The design of a network defines how this network will look like. When creating it, there are a set of requirements that have to be fulfilled. These requirements change based on what is the purpose of a network. Is it the internal network of your home, your datacenter, your office or is it a WAN network that expands throughout earth or beyond (interplanetary links are not yet supported).
Requirements.
These are the requirements to take into consideration when creating our network designs with NetworkMaps:
  • Redundancy. Make sure that each pair of network elements have fully redundant paths. The number of redundant paths depends on the level of redundancy you require (N+1, N+2, ...). A path is redundant if it has independent devices, independent links and specially on WAN environments, the links follow independant physical paths.
  • Bandwidth. The links that form paths between devices have to provide to the applications running on top, the bandwidth they need. When planning for bandwidth, consider also the required redundancy. The network has to be able to provide this bandwidth in the worst failure case scenario.
  • Latency. Latency is the time it takes for a packet to travel between one point of the network to another. Most applications don't really have strong requirements here (as long as these numbers are in reasonable values), but in some specific cases (yes, voip, i'm looking at you), they require low latency.

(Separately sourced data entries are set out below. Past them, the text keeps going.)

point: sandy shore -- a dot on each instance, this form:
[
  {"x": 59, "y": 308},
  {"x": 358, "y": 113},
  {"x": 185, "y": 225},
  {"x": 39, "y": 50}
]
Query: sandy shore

  • Simplicity and Standarization. A standard and simple solution is always easier to maintain. Try to avoid complex protocols if the don't add value to the solution. Also try to create a solution that is fully standard and easy to automate (provisioning of devices, monitoring, changes, ...).
  • Scalability. Make sure the network can scale up to as many devices as the business needs. As an example, for a datacenter network, consider how many servers will be connected to the network and make sure your network can grow to support these.
  • Security.Security has to be considered during the design of the network and not applied afterwards. This includes physical security (location of devices, who has access to the hardware, ...) and logical (who can log in into the devices, authentication methods, ACLs, accounting, ...).
  • Cost. Network designs have to be cost effective. Stick to the requirements and provide the best solution that fulfill the requirements. Don't only consider how much costs to implement the network but also what is the cost of maintaining it. A simple and standard solution is easier to automate which reduces the cost of operation. Also, the least amount of devices and links reduce the cost of implementation and operation.